However, Chair, I point back now to the piece I was speaking of not that long ago—it seems not that long ago, anyway—about rules and regulations in this place. This is in fact what we talked about.
Although Madam Redman had exactly, I thought, a very relevant piece of information for me there, that she now has her dictionary here and we can look up other things, you in fact ruled her out of order. You in fact find that this point of order is—I think a point of reference, a point of education. There are all of these things that it could truly be, but these are the rules, and you're forced by the goodness of you being the chair to follow these rules and to point them out to people as they bring them forward. If the wisdom of the members around this table were added together, I'm not sure what sum we could come to, but even you, Chair, must, from time to time, tell us we are erring; we are in the wrong; we have done things that are not correct.
Well, that in fact is what your subcommittee has also tried to do, not in a vindictive way, and certainly not in a partisan way. As I've stated in reference to the subcommittee, whether it's Mr. Benoit from Vegreville—Wainwright, a good Conservative, or Mr. Silva, from Davenport, this is not about partisanship. This is not about where you came from. It's not even about the source of your material or why you're using it. It has nothing to do with any of those. It has to do with the rules and regulations the subcommittee must work under, and the subcommittee sat there and followed its own rules and its own regulations and said, on the votability of this piece of legislation, it is non-votable because it is substantially similar to another piece of legislation that we've already voted on in this House.

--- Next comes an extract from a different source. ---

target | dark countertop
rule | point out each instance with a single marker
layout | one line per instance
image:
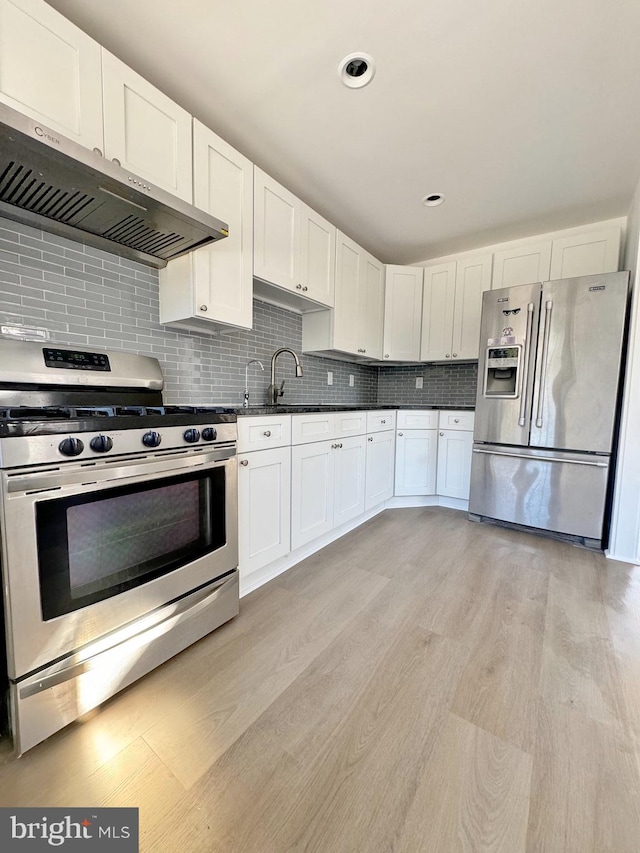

Mr. Lukiwski yesterday, or Tuesday, or whenever we last talked for great periods of time, mentioned that that's not the end of it. It isn't. It's not over for this piece of legislation. We haven't rang its death bell. It's not there. This bill could come back. “How?” you say. I know you're looking for information as to how, in the next session of Parliament, when there hasn't been one that's substantially similar to it that has been voted on, it could be put forward by another member of Parliament, thinking passionately that this is the type of legislation that he or she would like to see in the country of Canada. He or she could bring this forward again, for the tenth, eleventh, or twelfth time, whichever one it seems to be. It could be brought forward. In that time, between now and then, changes could even be made to it. It could be made a better piece of legislation between now and then, as could have Mr. Benoit's. When we ruled his bill non-votable, he could have gone home, and maybe he has, and is rewriting it so that next time it meets the criterion that wasn't met in the one that he looked at. He could in fact bring it back again, or should Mr. Benoit's number not be drawn early, he could convince one of his colleagues from the House, whether it's his party or another, to bring that bill forward again on his behalf, and at that point, make it votable—hopefully he has looked at the criteria we used that made it non-votable—and move it forward.

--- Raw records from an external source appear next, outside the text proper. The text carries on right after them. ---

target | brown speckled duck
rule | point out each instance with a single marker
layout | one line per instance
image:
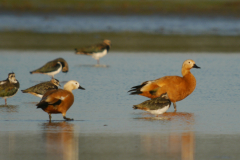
(53, 67)
(96, 51)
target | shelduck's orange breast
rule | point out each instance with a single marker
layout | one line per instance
(66, 98)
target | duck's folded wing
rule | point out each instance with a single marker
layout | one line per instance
(48, 67)
(7, 89)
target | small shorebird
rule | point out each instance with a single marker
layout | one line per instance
(155, 106)
(58, 101)
(52, 67)
(96, 51)
(9, 87)
(40, 89)
(176, 87)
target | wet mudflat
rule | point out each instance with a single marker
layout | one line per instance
(105, 126)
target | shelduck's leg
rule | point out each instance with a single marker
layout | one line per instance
(50, 117)
(68, 119)
(175, 106)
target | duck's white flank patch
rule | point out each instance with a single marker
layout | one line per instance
(54, 72)
(9, 96)
(62, 98)
(3, 82)
(98, 55)
(160, 111)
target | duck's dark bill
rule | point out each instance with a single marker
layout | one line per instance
(195, 66)
(81, 88)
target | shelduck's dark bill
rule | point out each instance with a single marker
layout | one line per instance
(195, 66)
(81, 88)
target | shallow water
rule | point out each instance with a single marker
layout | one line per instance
(183, 25)
(105, 126)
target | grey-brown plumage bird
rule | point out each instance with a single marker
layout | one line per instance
(155, 106)
(40, 89)
(58, 101)
(96, 51)
(53, 67)
(9, 87)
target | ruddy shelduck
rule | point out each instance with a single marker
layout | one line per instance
(155, 106)
(176, 87)
(59, 100)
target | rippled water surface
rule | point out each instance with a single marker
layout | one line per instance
(186, 25)
(206, 125)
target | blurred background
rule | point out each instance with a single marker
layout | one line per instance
(131, 25)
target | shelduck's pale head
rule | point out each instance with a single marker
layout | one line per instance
(71, 85)
(55, 82)
(187, 65)
(12, 78)
(108, 42)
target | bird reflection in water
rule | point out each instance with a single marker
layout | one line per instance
(9, 108)
(178, 144)
(61, 141)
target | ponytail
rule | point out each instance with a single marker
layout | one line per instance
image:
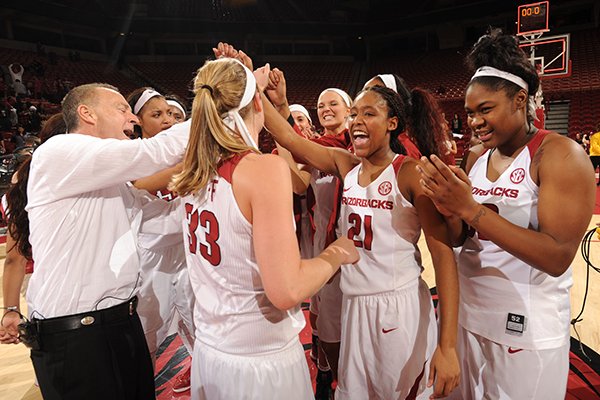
(218, 88)
(425, 123)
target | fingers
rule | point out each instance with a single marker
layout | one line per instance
(431, 375)
(245, 59)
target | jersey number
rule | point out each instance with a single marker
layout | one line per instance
(356, 223)
(471, 231)
(209, 249)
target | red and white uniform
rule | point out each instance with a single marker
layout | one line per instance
(389, 330)
(507, 302)
(238, 330)
(166, 293)
(326, 190)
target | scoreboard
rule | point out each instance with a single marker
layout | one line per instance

As I mentioned, even Mr. Dion, who brought forward a piece of legislation in this last one, could clearly look at the piece he was looking at. Obviously the passion wasn't in his heart to bring it forward beyond this or he could have brought it to the House for debate, but he chose to just let it go. He agreed. He said, “You know what, subcommittee? You've done good work.” He didn't say those words out loud to me, but I'm sure he must have thought them. “You've done good work. You've made this piece of legislation non-votable because it was voted on in the House.” And so he agreed with the subcommittee's great work that it was non-votable. Therefore, being non-votable, he did not have the passion to bring it forward and discuss it in the House, because it couldn't be voted on at the end of the day.
Well, Mr. Silva is saying the same.
Mr. Silva, we're offering you the same opportunity. Mr. Silva, we're saying to you, you have the rights of any member of this House that your bill has been deemed non-votable. Please, please, if you're still passionate about it, bring it forward to be discussed as a non-votable item. Please, please, if the passion is there for legislation, then discover something else.

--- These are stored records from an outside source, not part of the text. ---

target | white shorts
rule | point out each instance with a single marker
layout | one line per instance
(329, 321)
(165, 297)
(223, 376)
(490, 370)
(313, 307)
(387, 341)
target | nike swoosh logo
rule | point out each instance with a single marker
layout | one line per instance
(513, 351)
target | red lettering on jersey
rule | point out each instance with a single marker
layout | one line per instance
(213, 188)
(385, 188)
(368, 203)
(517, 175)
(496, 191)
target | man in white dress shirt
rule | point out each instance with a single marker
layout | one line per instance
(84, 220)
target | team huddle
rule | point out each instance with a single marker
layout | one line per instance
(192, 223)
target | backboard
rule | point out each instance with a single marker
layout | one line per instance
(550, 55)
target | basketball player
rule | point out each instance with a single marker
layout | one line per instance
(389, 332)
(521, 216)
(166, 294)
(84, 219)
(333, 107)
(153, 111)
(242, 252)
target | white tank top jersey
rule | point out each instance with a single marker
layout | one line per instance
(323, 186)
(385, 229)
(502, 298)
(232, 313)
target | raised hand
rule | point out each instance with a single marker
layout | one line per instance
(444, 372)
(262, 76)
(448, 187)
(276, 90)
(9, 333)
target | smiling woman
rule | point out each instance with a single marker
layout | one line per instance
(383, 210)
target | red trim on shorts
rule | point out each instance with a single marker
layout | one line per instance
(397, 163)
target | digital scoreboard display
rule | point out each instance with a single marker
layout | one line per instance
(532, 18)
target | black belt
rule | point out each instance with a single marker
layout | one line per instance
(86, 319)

I know Mr. Silva to be a nice man. I've travelled with him. I know he has interests that he could also come up with for other pieces of legislation that could probably fit the bill for him and he could be almost equally as passionate.
I know this was his first choice, but if he could come up with a second choice that was almost as good, he could move forward and, through remedy, come up with another piece of legislation.
This is how easy we've made private members' business in this House. We have talked about how hard it was in the past, and about what would have occurred with Ms. Bell's and Mr. Nadeau's pieces in past houses. The priority of private members' business was such that one of them simply would have been dropped. We would not have tried to come up with a remedy for them. And what a shame that something that high up in the order of precedence would have been dropped. We simply would not have had the ability to passionately bring it through.
I believe Ms. Bell recovered nicely. She brought forward another great piece of legislation and is passionately moving it through the House now.